事情を確認すると、照明スイッチと間違えて非常通報ボタンを作動させたものと判明。

女子生徒の言動に不審な点があったため、同予備校のオフィスへ同行。

オフィスにて飲酒中の男性講師1名と女子生徒5名を確認。

声を掛けると、男性講師は慌ててその場を立ち去った。

生徒達が全員未成年者と判明したため、緊急連絡先の責任者に事情を報告。

駆け付けた責任者が生徒の保護者に連絡し、生徒全員の退館を確認。

以上.

お金持ちのご息女だけがが通うことを許された、某予備校の話。

成績アップのお祝いと称して、講師が生徒に酒を飲ませていたらしい。

もちろん講師はクビ。

その後、超大物○○の○○も○○していたことが判明。当然表ざたにはならなかったし、報告書も迷わず秘密の小箱へ。

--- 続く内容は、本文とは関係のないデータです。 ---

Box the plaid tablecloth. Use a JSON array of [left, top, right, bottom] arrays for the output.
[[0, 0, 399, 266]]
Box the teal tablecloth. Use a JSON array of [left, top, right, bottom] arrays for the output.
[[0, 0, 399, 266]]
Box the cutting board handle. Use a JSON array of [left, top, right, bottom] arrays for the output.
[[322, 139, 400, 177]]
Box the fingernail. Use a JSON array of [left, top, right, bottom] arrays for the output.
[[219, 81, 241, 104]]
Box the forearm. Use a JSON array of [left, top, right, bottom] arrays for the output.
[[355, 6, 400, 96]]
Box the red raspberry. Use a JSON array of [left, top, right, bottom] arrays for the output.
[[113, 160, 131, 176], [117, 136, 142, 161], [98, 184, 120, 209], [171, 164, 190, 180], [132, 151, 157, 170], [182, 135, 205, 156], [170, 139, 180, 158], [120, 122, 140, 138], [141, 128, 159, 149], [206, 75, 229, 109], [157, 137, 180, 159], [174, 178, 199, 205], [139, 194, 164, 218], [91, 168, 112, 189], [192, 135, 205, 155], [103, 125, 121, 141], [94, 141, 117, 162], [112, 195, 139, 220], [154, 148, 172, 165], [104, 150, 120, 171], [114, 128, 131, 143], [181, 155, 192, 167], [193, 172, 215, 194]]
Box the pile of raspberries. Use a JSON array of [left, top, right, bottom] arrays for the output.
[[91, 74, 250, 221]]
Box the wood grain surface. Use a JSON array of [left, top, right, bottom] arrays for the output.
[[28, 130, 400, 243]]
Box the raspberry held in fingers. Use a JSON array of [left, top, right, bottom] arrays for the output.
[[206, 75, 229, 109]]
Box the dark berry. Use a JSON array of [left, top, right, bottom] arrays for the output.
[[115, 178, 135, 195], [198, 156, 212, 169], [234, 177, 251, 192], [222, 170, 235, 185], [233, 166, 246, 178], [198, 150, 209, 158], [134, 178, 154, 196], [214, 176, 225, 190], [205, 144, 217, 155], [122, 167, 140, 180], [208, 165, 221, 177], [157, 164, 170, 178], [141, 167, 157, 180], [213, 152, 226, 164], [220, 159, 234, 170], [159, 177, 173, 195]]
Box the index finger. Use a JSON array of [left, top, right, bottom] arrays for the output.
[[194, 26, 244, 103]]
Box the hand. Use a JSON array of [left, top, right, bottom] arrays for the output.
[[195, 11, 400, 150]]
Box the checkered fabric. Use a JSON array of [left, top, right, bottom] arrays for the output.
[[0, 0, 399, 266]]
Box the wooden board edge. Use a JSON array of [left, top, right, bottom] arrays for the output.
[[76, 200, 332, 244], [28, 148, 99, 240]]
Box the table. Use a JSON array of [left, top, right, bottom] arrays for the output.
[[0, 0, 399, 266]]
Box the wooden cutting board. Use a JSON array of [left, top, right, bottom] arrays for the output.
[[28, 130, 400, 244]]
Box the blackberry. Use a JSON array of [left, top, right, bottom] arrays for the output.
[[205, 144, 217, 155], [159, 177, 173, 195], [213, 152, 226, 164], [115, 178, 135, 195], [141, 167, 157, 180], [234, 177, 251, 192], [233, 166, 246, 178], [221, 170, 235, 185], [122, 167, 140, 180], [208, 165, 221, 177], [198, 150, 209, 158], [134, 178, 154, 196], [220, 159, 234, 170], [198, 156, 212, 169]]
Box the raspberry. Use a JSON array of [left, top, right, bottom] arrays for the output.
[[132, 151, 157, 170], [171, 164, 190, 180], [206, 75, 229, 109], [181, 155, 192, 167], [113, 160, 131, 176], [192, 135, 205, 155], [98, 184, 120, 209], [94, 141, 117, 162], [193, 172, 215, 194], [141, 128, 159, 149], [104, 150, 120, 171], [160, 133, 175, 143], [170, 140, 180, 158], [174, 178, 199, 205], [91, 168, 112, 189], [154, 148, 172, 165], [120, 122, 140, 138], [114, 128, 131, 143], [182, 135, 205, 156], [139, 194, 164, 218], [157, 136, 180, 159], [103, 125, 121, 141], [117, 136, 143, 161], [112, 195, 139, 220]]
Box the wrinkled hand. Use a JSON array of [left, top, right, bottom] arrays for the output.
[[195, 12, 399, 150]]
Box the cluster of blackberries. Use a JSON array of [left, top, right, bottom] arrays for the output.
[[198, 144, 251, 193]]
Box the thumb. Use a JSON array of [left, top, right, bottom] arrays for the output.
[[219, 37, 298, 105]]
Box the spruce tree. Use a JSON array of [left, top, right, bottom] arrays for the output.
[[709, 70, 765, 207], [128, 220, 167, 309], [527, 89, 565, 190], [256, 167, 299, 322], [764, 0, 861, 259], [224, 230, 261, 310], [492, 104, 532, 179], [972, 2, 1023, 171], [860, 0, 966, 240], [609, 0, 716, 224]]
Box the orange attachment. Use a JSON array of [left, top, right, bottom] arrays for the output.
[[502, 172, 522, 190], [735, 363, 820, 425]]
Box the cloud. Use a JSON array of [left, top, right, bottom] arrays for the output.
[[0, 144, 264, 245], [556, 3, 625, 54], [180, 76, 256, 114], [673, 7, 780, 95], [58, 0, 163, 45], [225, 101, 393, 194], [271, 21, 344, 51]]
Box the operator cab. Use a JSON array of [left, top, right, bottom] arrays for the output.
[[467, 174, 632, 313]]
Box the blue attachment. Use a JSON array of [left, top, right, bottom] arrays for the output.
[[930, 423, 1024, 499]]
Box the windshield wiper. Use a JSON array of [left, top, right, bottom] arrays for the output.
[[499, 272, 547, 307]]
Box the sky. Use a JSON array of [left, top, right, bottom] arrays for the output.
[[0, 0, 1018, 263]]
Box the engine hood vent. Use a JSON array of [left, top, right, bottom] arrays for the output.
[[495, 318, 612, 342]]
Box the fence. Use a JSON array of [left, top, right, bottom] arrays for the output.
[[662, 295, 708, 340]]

長いものの手を煩わせてはいけません。圧力をかけられる前に自ら巻かれに行きましょう。礼儀です。

部下が目撃した、酔っ払った生徒達と講師が何をしていたか…いや、何でもない。



事案4

清掃員から○階女子トイレにて不審物を発見したと通報。隊員2名急行。

個室にて不審物を確認、盗撮用のカメラと判明。

清掃員によると前日は異常がなかったことから、仕掛けられたのは前日の深夜から本日の朝であると思われる。

当該個室を使用禁止にするとともに、全館の女子トイレの検査を実施。

検査の結果、異常見当たらず。

備考・カメラは指示があり次第撤去出来るよう、設備に手配済み。

以上.

カメラが見つかったのは、モデルの派遣事務所と旅行代理店が入居しているフロア。

旅行代理店が入居しているため、当初は一般客の仕業と思われた。

事態を重く見た管理室が警察に被害届けを出そうとしたところ、なぜか派遣会社の社長が猛反対。

すったもんだの末、テナントの意向を押し切って被害届けを提出。

事件に関わった全員の予想通り、派遣会社の社長と役員が姿を消した。

その後の調査で、モデル派遣の裏で裏DVDも取り扱っていたことが判明。

突然仕事を失ったモデルからの問い合わせが殺到したり、そのモデルの後ろにいる怖いお兄さん達が館内をうろついたりして、しばらく大変だった。



まだまだこんなもんじゃないんだけど…いっぱいあり過ぎて書ききれない。

ということで、またそのうちに。